Legion of Super-Heroes [1984 series]
35 issues [1984 - 1989]
1 - 9, 11 - 14, 31, 37 - 39, 43 - 45, 49 - 63
This was the series that DC launched as one of their first direct market only books with the popular Paul Levitz and Keith Giffen team carrying over from the original series. Since it was direct only, I didn't buy it originally, but the LSH was one of the first books I checked out when I got back into comics, just as Keith Giffen was making his return with #50. I actually have pretty mixed feelings about that last year of the book, and was pretty close to dropping it if it wasn't going to be cancelled anyway by the end.
Along the way I did pick up some of the back issues when I could find them fairly cheap (I also have some more of them in the newsstand market reprints). Some of them are a lot of fun, and the art was generally nice, but I really do think that Levitz peaked on the book on the first half of his long run and very little of the second half compares well. Some of that has to do with the contortions the LSH history went through thanks to other changes in the DC Universe, but ultimately Levitz isn't blameless in that either. Still good enough to keep, and readable enough that I'd buy the stuff I'm missing someday.
My favourite bits of the run:
#1 - #5, the big series opening battle against the Legion of Super-Villains, a really good example of the best of Levitz's writing, both in plot structure, building tension and characterization. Also some really good artwork by Giffen, although it's kind of a shame his involvement decreased so rapidly during the story.
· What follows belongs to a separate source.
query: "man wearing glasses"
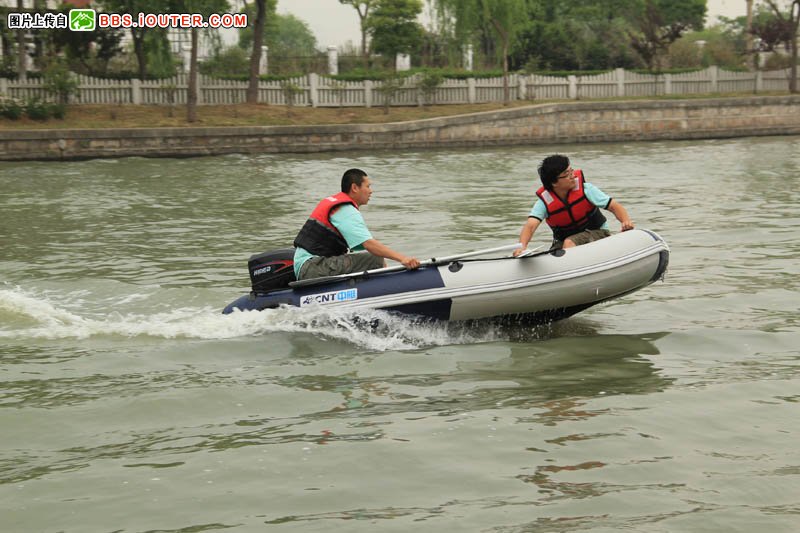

One of the reasons I think DC's big direct market only launch for both TITANS and LSH at the time was so misguided is that the artistic side of the creative teams that launched the books took off so quickly.
#13 is a nice example of the single issue spotlight on a team member that Levitz would do every now and then, this one with Timber Wolf going on a mission to fulfill a wish for a dead team-mate.
#37 - #38 is one of those stories that tried to make sense of the changes in DC history and the effects on the Legion, but probably made the whole thing worse, but was pretty fun to read, even (maybe especially) without the Superman issues it crossed over with.